I’m a teacher, so I see this one every day: students have five minutes to get from one class to another, and they lurch at the slowest pace possible from Biology to Math II. That I can understand, to a point — you’re not looking forward to sitting through another drone about the Pythagorean Theorem — but still. You eat up every possible moment getting from A to B, then you have to take extra time to get your business together, get your head right for sitting through another class… in short, you end up slowing everybody down since you wasted time on what? dragging your feet?

But that’s a student. That’s a kid. Who doesn’t properly understand the significance of the time he’s wasting.

How about this? You’re in the grocery store, waiting to check out, all your precious foodstuffs on the belt, and the person in front of you is watching the groceries go into the bag, or watching the numbers on the display tick slowly up… and then the cashier tells them, that’ll be entirely too much money, please. This isn’t even an old person, most of the time. It’s a thirty-something guy who looks perfectly ordinary, you know, not like an idiot. Or a twenty-something woman texting on her cell phone. Anyway, the cashier tells them, you know, it’s time to pay, and THAT’S when they reach for their purse or their wallet. As if it was a total shock to them that there was input required from them in this transaction. As if you’ve never been to a grocery store in your life, and you never thought that you’d have to lift a finger to get the food to your house so you can cram it down your beak.

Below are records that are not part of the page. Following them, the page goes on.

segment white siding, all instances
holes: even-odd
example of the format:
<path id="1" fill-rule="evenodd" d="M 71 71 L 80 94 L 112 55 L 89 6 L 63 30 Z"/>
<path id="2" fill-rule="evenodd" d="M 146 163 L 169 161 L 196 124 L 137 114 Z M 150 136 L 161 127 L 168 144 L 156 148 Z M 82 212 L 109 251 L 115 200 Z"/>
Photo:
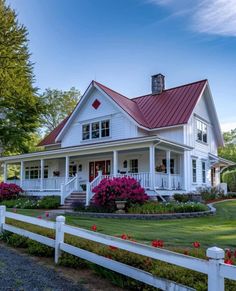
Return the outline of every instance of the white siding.
<path id="1" fill-rule="evenodd" d="M 101 105 L 97 109 L 94 109 L 92 104 L 96 99 L 100 101 Z M 82 124 L 104 119 L 110 120 L 110 137 L 82 141 Z M 137 136 L 140 135 L 138 134 L 137 126 L 134 122 L 126 117 L 126 115 L 115 104 L 113 104 L 111 100 L 109 100 L 109 98 L 104 96 L 97 89 L 94 89 L 63 137 L 62 147 Z"/>
<path id="2" fill-rule="evenodd" d="M 197 141 L 197 120 L 202 120 L 207 124 L 207 144 Z M 211 186 L 211 168 L 209 153 L 217 155 L 217 141 L 213 130 L 212 118 L 208 111 L 206 96 L 202 96 L 198 102 L 185 131 L 185 143 L 194 149 L 189 153 L 188 159 L 191 169 L 191 178 L 189 179 L 189 190 L 195 190 L 197 187 Z M 197 183 L 192 183 L 192 159 L 197 161 Z M 202 181 L 202 161 L 206 161 L 206 184 Z"/>

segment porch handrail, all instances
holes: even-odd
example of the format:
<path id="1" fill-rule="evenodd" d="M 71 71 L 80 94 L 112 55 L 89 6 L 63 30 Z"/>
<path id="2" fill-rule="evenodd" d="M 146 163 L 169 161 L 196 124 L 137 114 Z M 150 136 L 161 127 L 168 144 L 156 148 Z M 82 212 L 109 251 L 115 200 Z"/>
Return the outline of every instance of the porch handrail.
<path id="1" fill-rule="evenodd" d="M 76 174 L 67 183 L 61 184 L 61 205 L 64 204 L 65 199 L 70 196 L 71 193 L 79 189 L 79 179 L 78 174 Z"/>
<path id="2" fill-rule="evenodd" d="M 105 176 L 101 172 L 98 173 L 98 176 L 93 179 L 93 181 L 86 184 L 86 206 L 89 206 L 89 202 L 92 199 L 93 189 L 104 179 Z"/>

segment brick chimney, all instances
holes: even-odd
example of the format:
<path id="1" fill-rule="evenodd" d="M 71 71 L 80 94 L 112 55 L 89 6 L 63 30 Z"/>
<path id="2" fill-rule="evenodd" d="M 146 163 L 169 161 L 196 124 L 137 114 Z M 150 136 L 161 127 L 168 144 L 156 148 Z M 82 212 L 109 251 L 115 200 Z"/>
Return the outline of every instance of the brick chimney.
<path id="1" fill-rule="evenodd" d="M 165 76 L 156 74 L 152 76 L 152 94 L 160 94 L 165 90 Z"/>

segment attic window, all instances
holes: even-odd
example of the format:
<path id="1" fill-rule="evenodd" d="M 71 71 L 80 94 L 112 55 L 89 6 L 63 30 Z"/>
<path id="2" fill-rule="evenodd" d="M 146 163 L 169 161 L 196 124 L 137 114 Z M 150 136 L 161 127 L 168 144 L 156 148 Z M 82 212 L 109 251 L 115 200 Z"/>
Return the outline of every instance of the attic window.
<path id="1" fill-rule="evenodd" d="M 96 109 L 96 110 L 98 109 L 98 107 L 100 105 L 101 105 L 101 102 L 98 99 L 94 100 L 94 102 L 92 104 L 93 108 Z"/>
<path id="2" fill-rule="evenodd" d="M 197 120 L 197 141 L 207 143 L 207 125 Z"/>

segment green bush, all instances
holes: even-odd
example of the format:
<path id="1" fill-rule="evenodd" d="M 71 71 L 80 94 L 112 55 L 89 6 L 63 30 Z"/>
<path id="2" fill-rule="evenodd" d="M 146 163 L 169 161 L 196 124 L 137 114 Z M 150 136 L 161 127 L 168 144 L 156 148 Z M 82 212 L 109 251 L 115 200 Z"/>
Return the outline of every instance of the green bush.
<path id="1" fill-rule="evenodd" d="M 208 207 L 196 202 L 146 202 L 143 205 L 134 204 L 128 208 L 128 213 L 165 214 L 206 211 Z"/>
<path id="2" fill-rule="evenodd" d="M 41 199 L 36 197 L 21 197 L 18 199 L 4 200 L 0 203 L 7 208 L 19 209 L 56 209 L 60 206 L 59 196 L 45 196 Z"/>
<path id="3" fill-rule="evenodd" d="M 236 192 L 236 170 L 224 172 L 222 180 L 227 183 L 229 191 Z"/>
<path id="4" fill-rule="evenodd" d="M 217 187 L 199 187 L 197 192 L 201 195 L 202 200 L 211 201 L 225 198 L 224 191 Z"/>

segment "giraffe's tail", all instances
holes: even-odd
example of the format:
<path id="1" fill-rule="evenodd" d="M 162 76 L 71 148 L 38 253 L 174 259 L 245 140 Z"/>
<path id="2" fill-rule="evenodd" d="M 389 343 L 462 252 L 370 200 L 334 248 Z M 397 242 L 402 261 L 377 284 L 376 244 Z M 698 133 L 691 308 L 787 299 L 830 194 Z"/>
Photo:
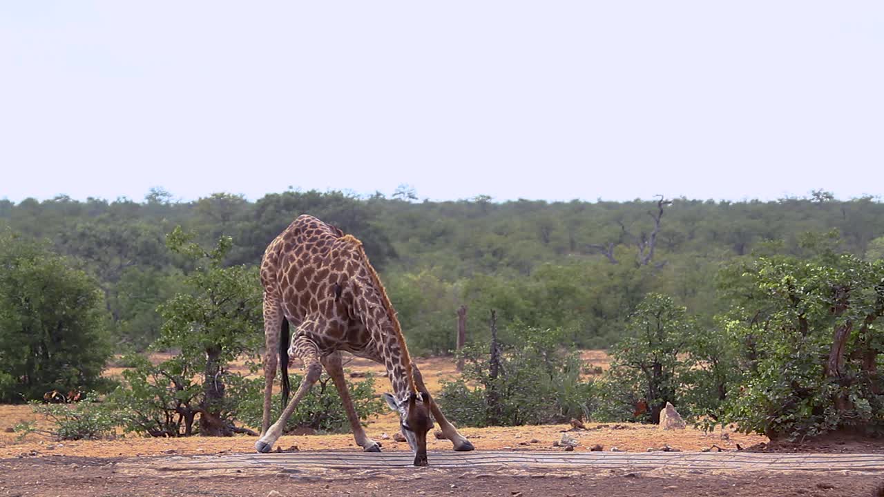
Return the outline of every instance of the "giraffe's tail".
<path id="1" fill-rule="evenodd" d="M 288 394 L 292 386 L 288 383 L 288 319 L 282 318 L 282 330 L 279 333 L 279 381 L 282 383 L 282 409 L 288 405 Z"/>

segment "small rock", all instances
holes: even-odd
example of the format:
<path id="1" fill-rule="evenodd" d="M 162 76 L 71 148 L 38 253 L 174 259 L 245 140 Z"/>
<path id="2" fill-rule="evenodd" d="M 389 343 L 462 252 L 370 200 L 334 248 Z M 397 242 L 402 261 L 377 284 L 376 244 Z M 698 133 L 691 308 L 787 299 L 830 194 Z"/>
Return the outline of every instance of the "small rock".
<path id="1" fill-rule="evenodd" d="M 666 409 L 660 411 L 660 430 L 684 430 L 684 420 L 675 410 L 675 406 L 666 403 Z"/>
<path id="2" fill-rule="evenodd" d="M 578 445 L 580 445 L 580 442 L 578 442 L 577 439 L 575 439 L 571 435 L 568 435 L 568 433 L 562 433 L 561 439 L 559 440 L 559 445 L 568 446 L 568 447 L 577 447 Z"/>

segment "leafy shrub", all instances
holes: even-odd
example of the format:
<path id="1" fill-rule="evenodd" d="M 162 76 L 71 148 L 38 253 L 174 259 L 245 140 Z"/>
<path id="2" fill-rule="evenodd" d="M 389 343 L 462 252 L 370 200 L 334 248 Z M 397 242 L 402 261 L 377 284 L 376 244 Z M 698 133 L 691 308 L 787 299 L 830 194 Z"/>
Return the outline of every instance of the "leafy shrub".
<path id="1" fill-rule="evenodd" d="M 107 388 L 106 324 L 91 278 L 45 246 L 0 232 L 0 401 Z"/>
<path id="2" fill-rule="evenodd" d="M 503 344 L 497 377 L 492 354 L 465 348 L 461 378 L 443 382 L 438 401 L 462 425 L 561 423 L 587 414 L 592 385 L 583 382 L 576 352 L 560 346 L 562 333 L 515 327 Z"/>
<path id="3" fill-rule="evenodd" d="M 738 351 L 725 422 L 771 439 L 884 431 L 884 261 L 824 250 L 742 268 L 722 317 Z"/>
<path id="4" fill-rule="evenodd" d="M 301 377 L 290 374 L 289 379 L 291 385 L 300 385 Z M 362 381 L 347 381 L 353 406 L 360 419 L 365 420 L 387 411 L 383 401 L 375 397 L 374 384 L 375 379 L 370 375 Z M 230 382 L 230 391 L 231 396 L 237 399 L 237 418 L 249 426 L 259 428 L 263 413 L 264 379 L 240 378 L 236 382 Z M 280 402 L 280 395 L 275 394 L 271 402 L 271 418 L 273 420 L 279 417 L 282 410 Z M 350 423 L 338 389 L 325 372 L 298 403 L 284 431 L 290 432 L 299 427 L 332 432 L 350 431 Z"/>
<path id="5" fill-rule="evenodd" d="M 188 436 L 196 432 L 202 386 L 194 383 L 194 368 L 182 356 L 154 365 L 147 357 L 125 359 L 132 369 L 123 371 L 125 384 L 109 396 L 123 429 L 154 437 Z"/>
<path id="6" fill-rule="evenodd" d="M 38 430 L 33 424 L 16 426 L 16 431 L 43 432 L 62 440 L 92 440 L 112 439 L 117 427 L 116 413 L 107 404 L 98 401 L 98 396 L 90 393 L 75 404 L 42 404 L 34 401 L 31 409 L 45 416 L 55 427 Z"/>

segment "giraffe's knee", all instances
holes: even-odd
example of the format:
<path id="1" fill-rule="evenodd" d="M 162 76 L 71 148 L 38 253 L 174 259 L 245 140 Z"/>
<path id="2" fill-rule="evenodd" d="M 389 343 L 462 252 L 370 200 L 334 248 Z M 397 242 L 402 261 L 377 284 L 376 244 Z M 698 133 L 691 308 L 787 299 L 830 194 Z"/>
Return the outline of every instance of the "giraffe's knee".
<path id="1" fill-rule="evenodd" d="M 319 377 L 323 374 L 323 366 L 318 362 L 310 363 L 307 365 L 304 373 L 304 380 L 309 385 L 313 385 L 319 381 Z"/>

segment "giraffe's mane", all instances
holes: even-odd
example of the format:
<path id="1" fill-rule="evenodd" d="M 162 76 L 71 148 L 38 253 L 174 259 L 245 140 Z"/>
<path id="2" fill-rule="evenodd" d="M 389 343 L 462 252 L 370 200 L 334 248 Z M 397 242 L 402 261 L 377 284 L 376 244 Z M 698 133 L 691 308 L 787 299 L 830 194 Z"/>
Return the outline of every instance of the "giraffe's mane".
<path id="1" fill-rule="evenodd" d="M 369 256 L 365 253 L 365 248 L 362 247 L 362 242 L 352 234 L 345 234 L 340 240 L 348 245 L 355 247 L 359 256 L 362 259 L 362 262 L 365 263 L 365 267 L 368 269 L 369 274 L 371 276 L 371 282 L 374 284 L 375 288 L 381 295 L 381 303 L 384 304 L 384 309 L 386 310 L 387 317 L 390 318 L 390 322 L 392 323 L 393 331 L 396 333 L 396 339 L 399 340 L 399 346 L 402 349 L 402 363 L 405 364 L 405 374 L 407 377 L 406 379 L 408 381 L 408 388 L 410 388 L 411 392 L 416 392 L 416 389 L 415 388 L 415 378 L 411 373 L 411 356 L 408 354 L 408 346 L 405 343 L 405 336 L 402 334 L 402 328 L 399 324 L 399 319 L 396 317 L 396 310 L 393 310 L 392 303 L 390 302 L 390 297 L 386 294 L 386 288 L 385 288 L 384 284 L 381 283 L 381 279 L 377 276 L 377 271 L 376 271 L 375 268 L 371 266 L 371 263 L 369 261 Z"/>

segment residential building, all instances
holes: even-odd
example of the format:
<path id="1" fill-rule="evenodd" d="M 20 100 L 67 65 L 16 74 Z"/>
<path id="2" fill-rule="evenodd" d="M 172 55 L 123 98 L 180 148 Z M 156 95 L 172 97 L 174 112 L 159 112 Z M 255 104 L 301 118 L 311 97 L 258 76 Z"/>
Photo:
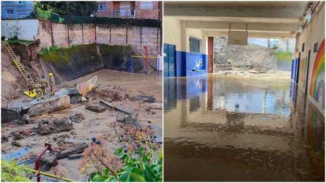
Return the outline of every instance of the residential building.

How can you not be prepared for this? Sure, it’s a few seconds, but those seconds add up, and they’re not just your seconds, either — those seconds of your own hesitation get pawned off on everybody in line behind you.

I’m at the soccer match the other night. Match scheduled to start at 5:30. It’s 5:25. Teams are both on-hand, warmed up, ready. Officials are on-site and ready. Scoreboard is set for the start of the match. And everybody is standing around looking at one another. 5:30; nothing happens. 5:35; more milling about on the sidelines. 5:40; finally the teams line up to have their starters announced. 5:45, the match finally starts. Fifteen minutes late. For no reason! The fault could lie anywhere — maybe one of the coaches had to run to his car, maybe the on-site administrator had to deal with an issue and wanted the start of the game held, whatever. But that’s 15 minutes that a stadium full of parents and friends, two teams of players, an additional two teams who play after, can’t get back. For nothing!

We live in a society where, for better or worse, everybody overlaps with everybody else. I cut you off in traffic, you take it out on your husband later that day. You don’t notice the light changing and cost me the traffic light, I assign extra homework for the 90 students I teach. The repercussions of our every action echo outward like ripples in a pond. Yet again and again, I come across these people letting their time — AND MINE — dribble out the corner of their mouths like so much drool. Distracted with something else. Not paying attention. Just not at all motivated to put any pep in their step.

I want to grab them by their collars, shake them until their bleary eyes snap into focus. Impress upon them, somehow, the fact that while they shuffle through the hallways, while they blunder through the aisles, while they dodder at the stoplights, their time, like sands through the hourglass, is slipping irretrievably into the past.

It only takes a half second to look up from whatever’s right in front of you and remember that your actions impact the world all around you. Is it so much to ask that we do so? In fact, if you are alert and aware and moving through your life with purpose and vigor, you actually gain time… what would have been wasted can then be applied to other, more important things. Is it ridiculous, then, to expect the people around us to act with a little urgency, to behave as if time matters to them?

And at what point would one become a total jerkstore for demanding that they do so?